Am 03.06.2014 09:40, schrieb Ray Hunter:
Steven Barth <mailto:[email protected]>
3 June 2014 09:15

Well maybe it was worded a bit ambiguously. The main idea behind this was that an HNCP router should provide "basic connectivity" in the form of DHCPv4 and DHCPv6-PD to non-HNCP-routers. 7084 routers should not do anything fancy and just work as legacy devices believing the homenet is their ISP.

This should not mean you should be able to "tunnel" through 7084 routers or so.

Does that sound sane? And maybe what would be a better wording for this idea?

It is a sane idea, and I applaud any manufacturer that can prevent that a lot of 7084 routers are destined for the landfill sooner than they should be.
I guess this would not only apply to 7084 routers but "current IPv6-capable homerouters" in general in the end.


But it's still a can of worms and you should think very carefully whether you want this as a SHOULD in HNCP. I humbly suggest MAY at most.
I guess I'm fine with that.


e.g. What about the topology:

Homenet router ----- Homenet Router
    |                    |
    |                    |
L2 switch e.g. Powerline Ethernet
          |
          |
     7084 router

Which Homenet router acts as the Service Provider Router of 7084?
The behavior is essentially the same as with clients right now. One homenet router per link is elected as DHCP / DHCPv6-server. The only addition here is that this elected router now acts as PD-server as well.
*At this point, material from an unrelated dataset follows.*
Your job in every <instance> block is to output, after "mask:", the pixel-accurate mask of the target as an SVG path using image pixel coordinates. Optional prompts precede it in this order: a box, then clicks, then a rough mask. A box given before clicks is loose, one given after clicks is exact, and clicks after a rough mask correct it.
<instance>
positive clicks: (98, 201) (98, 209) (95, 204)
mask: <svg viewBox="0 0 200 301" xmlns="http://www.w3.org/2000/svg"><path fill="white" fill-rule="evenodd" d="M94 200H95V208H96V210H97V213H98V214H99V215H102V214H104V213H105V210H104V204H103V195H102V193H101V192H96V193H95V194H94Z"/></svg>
That's even before considering the question, what do you do when the 7084 router is inserted between two Homenet routers?
This should be same as the current situation: If you are lucky that 7084 router gives you PD then you have essentially two separate homenets, if not that homenet router behind the legacy one gets no (IPv6)-connectivity and probably nasty IPv4 double-NATs. There is not much you can do though except teach that router to speak homenet.



In fairness I should declare that I was extremely skeptical about publishing 7084, and whether it would be harmful for Homenet.

Well I guess it doesn't really do much in favor of homenet by proclaiming: there is only the ISP on one side and clients on the other side you need to care about. Well at least it defines some sane requirements (and some less sane ones) regarding these 2 issues.